Application of gas and liquid chromatography-mass spectrometry to the evaluation of pirimiphos methyl degradation products in industrial water under ozone treatment.

The organophosphorus compound pirimiphos methyl was oxidized in water under ozonolysis in the presence of formulating agents. A rapid sample handling procedure was developed based on liquid-solid extraction with nonporous carbon cartridges. This sorbent material allowed recovery of the polar degradation products (DPs). Analysis of oxidized solutions was performed with both GC-ion trap (IT)-MS using either electron impact or chemical ionization as ionization modes and LC-atmospheric pressure ionization (API)-MS using either an ionspray (ISP) or an atmospheric pressure chemical ionization (APCI) interface in order to confirm the presence of DPs.

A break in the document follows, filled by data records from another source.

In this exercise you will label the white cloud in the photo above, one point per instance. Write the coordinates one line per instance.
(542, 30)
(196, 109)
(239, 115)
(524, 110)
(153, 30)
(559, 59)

The performances of both technologies were evaluated for structure elucidation and quantitation by using pirimiphos methyl, 2,4-aminophenol and cyanuric acid as external standards of DPs. LC-API-MS techniques allowed the detection of six DPs, of which two were not detected by GC-IT-MS techniques, even after a derivatization procedure with BF3-MeOH reagent. ISP was the most suitable ionization method for identifying the DPs, because sodium or potassium adduct ions were of great help in confirming the molecular mass of unknowns. APCI provided more fragmentation patterns than ISP. However unequivocal identification of all DPs was impossible and only a tentative degradation pathway of pirimiphos methyl in water under ozone is proposed. At the end of the reaction time, DPs accounted for between 70 and 85% of the initial concentration of methyl pirimiphos.